No, in this statement, memory-efficient means what memory-efficient normally means. It means that in general, Rust will not use an excessive amount of memory. That said, I would like to be clear that it does not mean "use as little memory as possible" as you seem to claim — such a guarantee would be completely impossible in any programming language.

Again, in this particular instance, the optimizer isn't doing something it probably should be doing. But apparently there is some edge case for ManuallyDrop where the compiler fares poorly. However, the compiler is usually pretty good at these things.

Sorry for my late reply.
First I have to mention that I develop SW for many years now (since the time a commodore 64 was in). So I absolutly do not have any illusions about SW :grinning:
I know that every SW has bugs. I know that every SW has mis designs. I also know that even if a better solution is sometimes possible, it is not taken, because of complexity, not enough time and many other reasons.
So it is not my expectation that all things are perfect.
On the other side there are things that I am not very happy with, and they have nothing to do especially with Rust, but they are also popping up in my working environment.

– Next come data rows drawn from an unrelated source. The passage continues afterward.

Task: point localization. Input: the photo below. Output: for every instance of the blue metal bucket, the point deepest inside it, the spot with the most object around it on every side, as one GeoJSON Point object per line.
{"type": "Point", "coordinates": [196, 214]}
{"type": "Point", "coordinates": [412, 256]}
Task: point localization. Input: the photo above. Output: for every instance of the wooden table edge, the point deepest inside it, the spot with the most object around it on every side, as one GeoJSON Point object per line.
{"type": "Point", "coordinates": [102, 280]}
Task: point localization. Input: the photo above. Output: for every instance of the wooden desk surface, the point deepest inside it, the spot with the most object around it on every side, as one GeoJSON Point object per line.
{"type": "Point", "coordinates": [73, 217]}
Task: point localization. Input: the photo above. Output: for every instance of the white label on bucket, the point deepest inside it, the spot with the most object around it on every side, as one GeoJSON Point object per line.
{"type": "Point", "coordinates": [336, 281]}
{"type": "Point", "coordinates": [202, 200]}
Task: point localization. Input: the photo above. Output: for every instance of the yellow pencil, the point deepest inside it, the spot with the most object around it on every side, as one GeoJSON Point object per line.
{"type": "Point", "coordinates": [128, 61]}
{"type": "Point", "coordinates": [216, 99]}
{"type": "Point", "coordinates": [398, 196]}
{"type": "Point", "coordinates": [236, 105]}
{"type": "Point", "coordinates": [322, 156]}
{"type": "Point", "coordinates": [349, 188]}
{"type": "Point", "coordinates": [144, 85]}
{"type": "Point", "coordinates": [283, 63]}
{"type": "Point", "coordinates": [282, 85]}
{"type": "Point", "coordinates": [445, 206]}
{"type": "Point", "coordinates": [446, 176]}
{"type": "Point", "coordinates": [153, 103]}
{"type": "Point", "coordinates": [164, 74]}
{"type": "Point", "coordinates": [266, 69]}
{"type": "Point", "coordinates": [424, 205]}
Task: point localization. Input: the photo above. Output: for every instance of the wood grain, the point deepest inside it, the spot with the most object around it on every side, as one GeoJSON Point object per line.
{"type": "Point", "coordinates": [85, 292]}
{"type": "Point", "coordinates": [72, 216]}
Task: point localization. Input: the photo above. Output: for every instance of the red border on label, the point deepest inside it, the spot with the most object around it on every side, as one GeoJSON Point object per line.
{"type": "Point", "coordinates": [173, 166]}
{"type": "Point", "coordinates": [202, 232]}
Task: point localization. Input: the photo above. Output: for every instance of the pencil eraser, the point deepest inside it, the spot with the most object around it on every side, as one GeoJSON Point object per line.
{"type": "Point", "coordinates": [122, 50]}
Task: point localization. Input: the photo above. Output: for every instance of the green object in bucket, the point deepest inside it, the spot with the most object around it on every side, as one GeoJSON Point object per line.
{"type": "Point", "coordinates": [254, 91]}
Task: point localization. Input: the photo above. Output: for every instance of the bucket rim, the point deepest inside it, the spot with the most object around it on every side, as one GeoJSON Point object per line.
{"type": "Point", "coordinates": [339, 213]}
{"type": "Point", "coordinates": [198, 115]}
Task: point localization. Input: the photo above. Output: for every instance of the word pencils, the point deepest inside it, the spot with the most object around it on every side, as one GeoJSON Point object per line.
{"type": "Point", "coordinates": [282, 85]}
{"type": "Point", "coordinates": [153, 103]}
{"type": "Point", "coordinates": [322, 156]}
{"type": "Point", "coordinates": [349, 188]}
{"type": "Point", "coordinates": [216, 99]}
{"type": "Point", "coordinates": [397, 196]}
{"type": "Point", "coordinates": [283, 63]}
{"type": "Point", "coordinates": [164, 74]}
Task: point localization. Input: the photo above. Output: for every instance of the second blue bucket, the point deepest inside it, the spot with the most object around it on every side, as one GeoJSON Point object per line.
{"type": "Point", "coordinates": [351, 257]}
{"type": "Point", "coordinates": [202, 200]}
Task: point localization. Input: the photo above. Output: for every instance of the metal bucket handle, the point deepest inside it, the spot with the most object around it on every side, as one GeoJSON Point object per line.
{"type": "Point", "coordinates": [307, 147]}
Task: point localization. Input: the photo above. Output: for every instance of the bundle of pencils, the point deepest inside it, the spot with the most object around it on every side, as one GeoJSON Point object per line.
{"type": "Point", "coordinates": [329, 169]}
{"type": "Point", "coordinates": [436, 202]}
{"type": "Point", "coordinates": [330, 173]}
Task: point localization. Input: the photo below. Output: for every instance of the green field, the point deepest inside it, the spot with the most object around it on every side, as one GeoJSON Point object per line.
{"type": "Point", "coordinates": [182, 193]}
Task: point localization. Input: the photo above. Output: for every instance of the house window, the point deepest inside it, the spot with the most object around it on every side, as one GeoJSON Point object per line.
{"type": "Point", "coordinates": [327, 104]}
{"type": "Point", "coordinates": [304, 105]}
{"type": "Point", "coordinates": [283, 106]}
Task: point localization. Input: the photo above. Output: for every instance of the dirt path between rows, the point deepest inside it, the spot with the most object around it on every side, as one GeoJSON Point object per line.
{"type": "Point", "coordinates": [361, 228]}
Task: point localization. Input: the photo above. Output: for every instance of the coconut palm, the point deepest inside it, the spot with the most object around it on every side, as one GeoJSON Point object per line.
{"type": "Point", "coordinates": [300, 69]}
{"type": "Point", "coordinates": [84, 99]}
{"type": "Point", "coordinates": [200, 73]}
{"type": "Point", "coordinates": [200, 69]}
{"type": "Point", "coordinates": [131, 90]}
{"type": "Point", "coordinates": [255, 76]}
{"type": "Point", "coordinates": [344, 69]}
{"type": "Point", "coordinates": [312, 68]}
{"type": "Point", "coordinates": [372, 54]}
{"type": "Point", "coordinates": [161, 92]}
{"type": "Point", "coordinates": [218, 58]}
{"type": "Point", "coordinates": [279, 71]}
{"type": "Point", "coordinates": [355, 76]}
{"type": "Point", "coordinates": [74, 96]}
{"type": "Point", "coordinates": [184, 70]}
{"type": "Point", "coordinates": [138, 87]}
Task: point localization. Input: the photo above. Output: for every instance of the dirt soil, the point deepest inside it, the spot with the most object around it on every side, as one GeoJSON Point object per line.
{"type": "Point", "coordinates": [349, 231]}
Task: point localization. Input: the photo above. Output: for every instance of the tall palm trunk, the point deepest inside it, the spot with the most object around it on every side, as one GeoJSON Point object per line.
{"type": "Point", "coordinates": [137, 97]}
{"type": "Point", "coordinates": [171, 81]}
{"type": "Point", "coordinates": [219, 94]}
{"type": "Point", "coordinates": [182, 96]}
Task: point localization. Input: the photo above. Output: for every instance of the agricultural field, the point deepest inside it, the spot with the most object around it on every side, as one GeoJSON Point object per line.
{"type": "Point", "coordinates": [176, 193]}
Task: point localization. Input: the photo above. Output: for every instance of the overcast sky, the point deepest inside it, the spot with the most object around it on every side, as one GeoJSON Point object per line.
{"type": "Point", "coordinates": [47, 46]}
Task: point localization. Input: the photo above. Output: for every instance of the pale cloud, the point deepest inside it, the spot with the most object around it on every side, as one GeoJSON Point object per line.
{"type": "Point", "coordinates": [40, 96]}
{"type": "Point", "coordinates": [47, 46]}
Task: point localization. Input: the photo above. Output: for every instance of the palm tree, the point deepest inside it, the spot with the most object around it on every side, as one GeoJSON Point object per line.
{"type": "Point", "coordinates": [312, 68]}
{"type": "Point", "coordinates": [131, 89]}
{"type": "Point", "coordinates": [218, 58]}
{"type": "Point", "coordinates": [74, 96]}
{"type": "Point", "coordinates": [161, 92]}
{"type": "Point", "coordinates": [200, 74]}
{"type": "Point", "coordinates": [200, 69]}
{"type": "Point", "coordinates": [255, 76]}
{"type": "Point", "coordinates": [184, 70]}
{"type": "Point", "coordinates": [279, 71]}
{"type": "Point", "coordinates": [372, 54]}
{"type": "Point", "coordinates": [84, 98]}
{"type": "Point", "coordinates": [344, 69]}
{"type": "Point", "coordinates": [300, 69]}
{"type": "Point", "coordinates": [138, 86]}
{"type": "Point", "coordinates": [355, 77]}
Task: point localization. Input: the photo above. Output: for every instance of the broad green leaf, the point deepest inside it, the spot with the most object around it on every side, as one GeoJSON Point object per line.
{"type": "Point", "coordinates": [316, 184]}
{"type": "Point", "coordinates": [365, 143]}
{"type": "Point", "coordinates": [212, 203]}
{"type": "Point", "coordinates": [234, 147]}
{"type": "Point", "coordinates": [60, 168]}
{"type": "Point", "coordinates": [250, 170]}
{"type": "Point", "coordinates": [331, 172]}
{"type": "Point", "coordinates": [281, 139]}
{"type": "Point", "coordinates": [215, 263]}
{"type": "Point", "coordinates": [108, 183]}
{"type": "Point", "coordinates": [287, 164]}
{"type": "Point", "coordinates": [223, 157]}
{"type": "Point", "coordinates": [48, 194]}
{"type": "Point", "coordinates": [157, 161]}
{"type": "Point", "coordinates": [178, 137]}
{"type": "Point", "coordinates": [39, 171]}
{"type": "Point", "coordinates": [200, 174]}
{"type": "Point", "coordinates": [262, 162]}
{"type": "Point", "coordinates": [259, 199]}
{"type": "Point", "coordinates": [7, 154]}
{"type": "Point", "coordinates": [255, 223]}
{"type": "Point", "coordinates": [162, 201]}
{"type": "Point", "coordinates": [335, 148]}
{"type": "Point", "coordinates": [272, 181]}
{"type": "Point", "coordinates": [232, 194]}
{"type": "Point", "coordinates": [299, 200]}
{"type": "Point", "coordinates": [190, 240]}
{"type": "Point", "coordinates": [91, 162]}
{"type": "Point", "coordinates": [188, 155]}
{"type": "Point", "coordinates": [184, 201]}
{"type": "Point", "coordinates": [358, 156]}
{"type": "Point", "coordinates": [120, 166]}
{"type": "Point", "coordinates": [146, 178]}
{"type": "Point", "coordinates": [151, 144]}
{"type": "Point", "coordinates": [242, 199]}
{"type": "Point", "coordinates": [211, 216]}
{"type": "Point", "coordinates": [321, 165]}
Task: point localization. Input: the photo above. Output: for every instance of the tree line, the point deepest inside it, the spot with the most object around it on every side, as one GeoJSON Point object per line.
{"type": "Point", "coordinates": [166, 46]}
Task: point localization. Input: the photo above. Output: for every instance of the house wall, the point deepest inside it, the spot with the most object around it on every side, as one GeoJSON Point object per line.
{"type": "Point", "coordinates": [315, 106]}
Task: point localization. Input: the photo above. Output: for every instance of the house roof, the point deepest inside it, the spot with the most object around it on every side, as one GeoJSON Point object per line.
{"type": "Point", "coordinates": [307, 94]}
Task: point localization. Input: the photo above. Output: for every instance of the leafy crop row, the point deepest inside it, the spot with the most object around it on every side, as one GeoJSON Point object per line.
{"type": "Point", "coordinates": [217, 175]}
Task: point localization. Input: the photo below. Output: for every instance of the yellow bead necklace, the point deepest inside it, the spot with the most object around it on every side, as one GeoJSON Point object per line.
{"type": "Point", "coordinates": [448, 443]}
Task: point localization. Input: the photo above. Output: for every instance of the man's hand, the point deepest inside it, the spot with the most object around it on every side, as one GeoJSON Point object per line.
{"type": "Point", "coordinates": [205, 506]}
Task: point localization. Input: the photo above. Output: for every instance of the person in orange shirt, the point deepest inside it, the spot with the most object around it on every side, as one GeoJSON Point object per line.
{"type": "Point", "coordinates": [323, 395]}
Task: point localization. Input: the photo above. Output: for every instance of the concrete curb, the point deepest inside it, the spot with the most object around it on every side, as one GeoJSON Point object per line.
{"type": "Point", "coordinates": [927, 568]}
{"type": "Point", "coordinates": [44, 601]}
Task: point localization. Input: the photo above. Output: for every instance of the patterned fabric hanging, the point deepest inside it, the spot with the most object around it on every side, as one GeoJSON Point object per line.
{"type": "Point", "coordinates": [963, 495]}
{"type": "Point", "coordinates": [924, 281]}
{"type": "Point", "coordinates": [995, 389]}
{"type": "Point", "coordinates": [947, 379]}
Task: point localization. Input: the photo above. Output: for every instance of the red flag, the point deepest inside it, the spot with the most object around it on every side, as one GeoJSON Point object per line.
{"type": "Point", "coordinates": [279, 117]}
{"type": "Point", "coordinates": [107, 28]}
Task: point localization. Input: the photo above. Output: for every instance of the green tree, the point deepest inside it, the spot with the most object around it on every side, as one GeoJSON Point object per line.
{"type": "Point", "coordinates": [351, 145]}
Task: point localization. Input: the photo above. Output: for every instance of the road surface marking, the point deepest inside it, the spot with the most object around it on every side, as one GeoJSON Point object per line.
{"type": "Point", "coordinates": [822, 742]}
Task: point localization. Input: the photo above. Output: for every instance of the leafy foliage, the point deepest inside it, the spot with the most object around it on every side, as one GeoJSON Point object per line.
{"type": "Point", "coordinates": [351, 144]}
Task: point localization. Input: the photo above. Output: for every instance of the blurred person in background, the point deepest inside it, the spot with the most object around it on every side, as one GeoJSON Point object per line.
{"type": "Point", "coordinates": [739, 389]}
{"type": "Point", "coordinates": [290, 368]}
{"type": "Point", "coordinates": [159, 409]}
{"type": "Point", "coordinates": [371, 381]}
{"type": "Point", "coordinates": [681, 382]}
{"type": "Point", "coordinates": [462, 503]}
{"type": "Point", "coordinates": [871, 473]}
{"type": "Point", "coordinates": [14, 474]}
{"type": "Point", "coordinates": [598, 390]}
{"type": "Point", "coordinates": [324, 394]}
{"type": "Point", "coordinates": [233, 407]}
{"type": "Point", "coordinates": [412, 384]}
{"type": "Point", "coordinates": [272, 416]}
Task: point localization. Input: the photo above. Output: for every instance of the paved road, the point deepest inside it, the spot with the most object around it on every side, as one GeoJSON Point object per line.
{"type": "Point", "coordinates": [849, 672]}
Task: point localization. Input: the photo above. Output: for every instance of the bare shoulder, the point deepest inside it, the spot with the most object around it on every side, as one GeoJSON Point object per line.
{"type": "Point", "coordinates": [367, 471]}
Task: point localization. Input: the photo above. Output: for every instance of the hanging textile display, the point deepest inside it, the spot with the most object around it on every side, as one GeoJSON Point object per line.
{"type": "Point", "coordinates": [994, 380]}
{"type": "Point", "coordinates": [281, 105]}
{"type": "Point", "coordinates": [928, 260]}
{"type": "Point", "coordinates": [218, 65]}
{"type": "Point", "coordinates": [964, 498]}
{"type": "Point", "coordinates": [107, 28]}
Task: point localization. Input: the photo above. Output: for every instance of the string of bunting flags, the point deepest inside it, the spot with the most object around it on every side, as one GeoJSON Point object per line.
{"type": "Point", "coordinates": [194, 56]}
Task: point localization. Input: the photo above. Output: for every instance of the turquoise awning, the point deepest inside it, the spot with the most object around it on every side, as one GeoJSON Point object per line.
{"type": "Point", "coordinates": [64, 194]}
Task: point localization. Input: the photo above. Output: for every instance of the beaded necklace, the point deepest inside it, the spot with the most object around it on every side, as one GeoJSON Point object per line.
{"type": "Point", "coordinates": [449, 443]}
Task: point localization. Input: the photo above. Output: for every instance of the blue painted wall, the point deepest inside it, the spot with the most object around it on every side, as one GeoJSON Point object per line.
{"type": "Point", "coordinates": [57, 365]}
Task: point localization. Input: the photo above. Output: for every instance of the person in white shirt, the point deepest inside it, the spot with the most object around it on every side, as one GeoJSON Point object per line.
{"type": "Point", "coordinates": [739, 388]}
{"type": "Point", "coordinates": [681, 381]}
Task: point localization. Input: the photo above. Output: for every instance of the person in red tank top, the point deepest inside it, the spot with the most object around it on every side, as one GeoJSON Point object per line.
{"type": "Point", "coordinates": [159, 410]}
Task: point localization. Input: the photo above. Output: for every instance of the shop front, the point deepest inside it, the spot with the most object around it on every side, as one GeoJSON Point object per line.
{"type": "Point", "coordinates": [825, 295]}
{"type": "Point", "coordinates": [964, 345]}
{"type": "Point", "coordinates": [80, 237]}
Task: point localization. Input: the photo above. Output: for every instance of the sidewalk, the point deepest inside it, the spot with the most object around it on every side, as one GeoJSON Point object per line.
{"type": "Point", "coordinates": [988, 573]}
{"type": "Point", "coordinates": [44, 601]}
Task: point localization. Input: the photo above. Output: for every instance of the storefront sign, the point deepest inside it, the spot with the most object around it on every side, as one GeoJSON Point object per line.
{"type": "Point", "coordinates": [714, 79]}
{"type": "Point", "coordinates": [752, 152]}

  1. Redefinition of terms: (@VorfeedCanal wants to see where this occurs)
    1. Avoid duplicate: In the documentation to assume_init_read, I read that assume_init prevents duplication of the content of MaybeUnit<T>. However as @alice pointed out:
    So prevents duplicating does really mean something different compared with my understanding of the term.
    2. The second finding is 0-cost which can be found in the documentation of ManuallyDrop. I quote the sentence here: This wrapper is 0-cost.. As @afetisov points out there is a redundant memcopy in the code. And thanks to @scottmcm, there is also a bug report. By the way: Thank you for this!
    3. Memory efficiency: I already quoted, what Rust itself says to the topic. I get back from @VorfeedCanal that I should not be a dreamer: Really?!
  2. Documenation: So what do I expect: First of all a thinking about what terms really mean. English language is vague, so misunderstanding is preprogrammed. Nevertheless if terms in the rust-environment are used different in a systematic way (see the cite from @alice) there is the necessity to define it much more precise or even better use another term. It is always the easiest way to adapt documentation to the reality. I do not say that this is always the best solution.
  3. Code Adjustments: Accept the behaviour as a bug. I do not expect that bugs are fixed at once. Perhaps they never will be fixed because of either technical reasons, low priority, complexity, ... That is life

Looking at the previous posts, I still have a feeling of uncertainty: is the problem described a bug? Is this a new requested feature? Is the documentation insufficient here?

@alice

Yes your are absolutly correct: While I am not a compiler expert I understand your point absolutly. On the other hand, I remember a talk by Chandler Carruth(?) in which he explained compiler optimization in more detail for C++ based on LLVM. Thereby he came across a subotimal behavior. The result: a bug report.